SANTA CLARA, Calif. – Intel CEO Paul Otellini today attempted to clarify
the company’s situation surrounding NAND flash memory one day after a Q1
financials warning clobbered the semiconductor market.
On Tuesday, Intel (NASDAQ: INTC) warned that its Q1 gross profit margin
would slip from 56 percent in prior guidance to 54 percent, and attributed
this to weakness in the flash memory market. Intel said this was due to
slumping prices.
Otellini, speaking to financial analysts here at Intel’s headquarters,
clarified the statement that hit his company’s stock on Tuesday, as well
as the rest of the semiconductor sector.
Intel had forecast the price erosion from Q4 2007 to Q1 2008 would be 27
percent, when it ended up being 53 percent. This had the double impact of
hurting not only products in manufacturing, but those already done and in inventory.
However, he also noted that Intel has shipped twice as many flash memory
bits as it did in Q4. So while Intel is suffering price erosion, it at least
has a chance to make up for it in volume.
Intel is addressing this problem by focusing on higher value segment
adds, particularly solid state drives (SSDs).
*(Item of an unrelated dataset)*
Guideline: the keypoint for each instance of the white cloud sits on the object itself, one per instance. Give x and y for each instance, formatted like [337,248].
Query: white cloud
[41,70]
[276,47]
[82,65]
The newest notebooks, like
Apple’s Mac Air, use SSD drives, and Intel can offer not just NAND flash but
controllers and power management.
“We will be moving into solid state drives in mid-year to give insulation
against commodity markets,” he told the gathering of suits in the
auditorium. “I have made a personal commitment that this business will not
be a drag on Intel Corporation. We’re going to fix it or make sure it’s
profitable one way or another.”
The Internet Opportunity
As to other areas, Otellini said that thanks to Intel’s restructuring
over the past two years and new cost structure, the company is “in a good
position to go after new markets.” He sees the Internet as the fundamental
driver of the business, because “only” one billion people are online so far.
Intel hopes to see the online population reach two billion over the next several years and expects
to get there by selling more devices to enable more people to get on the
Internet. That’s not just PCs, it’s all devices, and they will need a richer
experience as visual Internet experiences like YouTube and Second Life
demand more processing power.
By the end of Q1, Intel expects to have 72 45nm SKUs on the market, 29 in
server products, 22 on desktop, and 21 in mobile. Otellini confirmed Dunnington
as a six-core multiprocessor Xeon chip that will allow for 24-core servers,
and said Nehalem was on track for a later 2008 release. To prove it, he
announced his entire slideshow was running on a Nehalem-powered box.
Intel has high hopes for mobility, a market it felt would pass 50 percent
of PCs sold in 2009 when IDC was saying 2010. Otellini noted that consumers
are driving notebook sales with just under 50 percent of purchases, and said
that will go up as the cost of parts comes down.
A million free hours
This year marks Intel’s 40th anniversary and Otellini announced an
interesting way of celebrating it. Intel employees will donate one million
free employee hours to assist in their community. “This is our giveback for
turning 40,” said the CEO.
Otellini was followed by Sean Maloney, executive vice president and
general manager of sales and marketing, who said that despite talk of a
slowdown, particularly in servers, he expects growth to continue. He pointed
out that Google, Yahoo and MSN make up eight percent of the Internet server
hardware population, and they will not be going to virtualization, which is
often thought to be a reason for slowing server sales.
Datacenters need more processing power. Data intensive tasks like
financial processing have seen their processing needs go up eight fold,
while oil and gas companies went from nine teraflops of processing power in
2003 to 180 in 2007.
Maloney said that the consumer market is changing to include more
handheld devices, and that Intel’s new Atom processor, codenamed
Silverthorne, will be the chip that takes the company into that market.
“Silverthorne can take us into a number of markets we’ve looked at for a
number of years but never could go after,” he said.